Finite Factors of Refactorable Numbers

Question

This was just a question that I came up with while learning about refactorable numbers.

While looking through the sequence of refactorable numbers (1, 2, 8, 9, 12, 18....), I decided to look at the number of factors that each refactorable number had. This gave me the sequence (1, 2, 4, 3, 6, 6....). I saw that while refactorable numbers were all distinct, my numbers repeated. My question is that will all the numbers in my sequence repeat infinitely, or will some of these stop showing up after a finite value? Either way how do I prove this?

Since this is just a problem that I came up with I don´t have much work on it, but here is the wikipedia page that I reading about refactorable numbers from:

https://en.wikipedia.org/wiki/Refactorable_number

Answer 1

For an odd prime $p$ the number $8p$ has $4 \cdot 2 = 8$ divisors, which divides $8p.$ This is repeated infinitely often

For an odd prime $q > 3$ the number $12q$ has $6 \cdot 2 = 12$ divisors, which divides $12q.$

For an odd prime $r > 5$ the number $80r$ has $10 \cdot 2 = 20$ divisors, which divides $80r.$

For any prime $s \neq 3$ the number $9s^2$ has $3 \cdot 3 = 9$ divisors, which divides $9s^2.$

For any prime $t \neq 5$ the number $625 t^4$ has $5 \cdot 5 = 25$ divisors, which divides $625 t^4.$

For any prime $u \neq 7$ the number $117649 u^6$ has $7 \cdot 7 = 49$ divisors, which divides $117649 u^6$

There are also slowly growing families. For any prime $v > 2$ take $$ v^{v-1} $$ which has exactly $v$ divisors.

Any $w $ take $$ 2^{\left( 2^w -1\right)} $$ $$ 3^{\left( 3^w -1\right)} $$ $$ 5^{\left( 5^w -1\right)} $$ $$ 7^{\left( 7^w -1\right)} $$ or $$ \color{red}{ p^{\left( p^w -1\right)} } $$

Answer 2

Each prime $p$ appears exactly once in your list. Proof: $p^{p-1}$ is a refactorable number with $p$ divisors, and it is the only one because every number with exactly $p$ divisors has the form $q^{p-1}$ for some prime $q$.

Answer 3

To fully generalize bits from the two existing answers:

Every square-free $n$ appears $k!$ times where $k$ is the number of prime divisors of $n$. Every other number appears infinitely often.

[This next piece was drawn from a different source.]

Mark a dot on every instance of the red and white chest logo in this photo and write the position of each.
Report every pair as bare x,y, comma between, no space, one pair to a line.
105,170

The two crucial bits to solving this are seeing that the number $$p_1^{n_1}p_2^{n_2}\ldots p_k^{n_k}$$ has $(n_1+1)(n_2+1)\cdots (n_k+1)$ factors and that $$p_1^{n_1}p_2^{n_2}\ldots p_k^{n_k} \text { divides } q_1^{m_1}q_2^{m_2}\ldots q_k^{m_k}$$ if and only if every prime on the left appears on the right with an equal or greater exponent. Using these facts lets us easily constrain both which numbers have $n$ divisors and which are divisible by $n$ knowing the prime factorization of $n$.

First, for the square free case, suppose that $$n=p_1p_2p_3\cdots p_k$$ for distinct primes $p_1,\ldots,p_k$. Note that, in order for $n$ to divide some $m$, that $m$ must have at least these same prime factors - but, for a number with $k$ distinct prime factors to have $n$ factors total, it must be of the form $$q_1^{p_1-1}q_2^{p_2-1}\cdots q_k^{p_k-1}$$ for distinct primes $q_1,\ldots,q_k$. Thus, any number divisible by $n$ and having $n$ factors must be of the form $$p_1^{p_{\pi(1)}-1}p_2^{p_{\pi(2)}-1}\cdots p_k^{p_{\pi(k)}-1}$$ for some permutation $\pi$ of the indices $\{1,2,\ldots,k\}$. There are thus $k!$ multiples of $n$ with $n$ factors.

If $n$ is not square free, let us write $$n=p_1^{a_1}p_2^{a_2}\cdots p_k^{a_k}$$ and assume $a_1>1$. Then, consider, for any prime $q$: $$m=p_1^{p_1^{a_1-1} - 1}\cdot p_2^{p_2^{a_2}-1}\cdot p_3^{p_3^{a_3}-1} \cdots p_k^{p_k^{a_k}-1}\cdot q^{p_1-1}$$ where we reduce the power of $p_1$ to "make room" for a power of $q$. This number has $n$ factors for every choice of prime $q$, hence $n$ appears infinitely often in your sequence.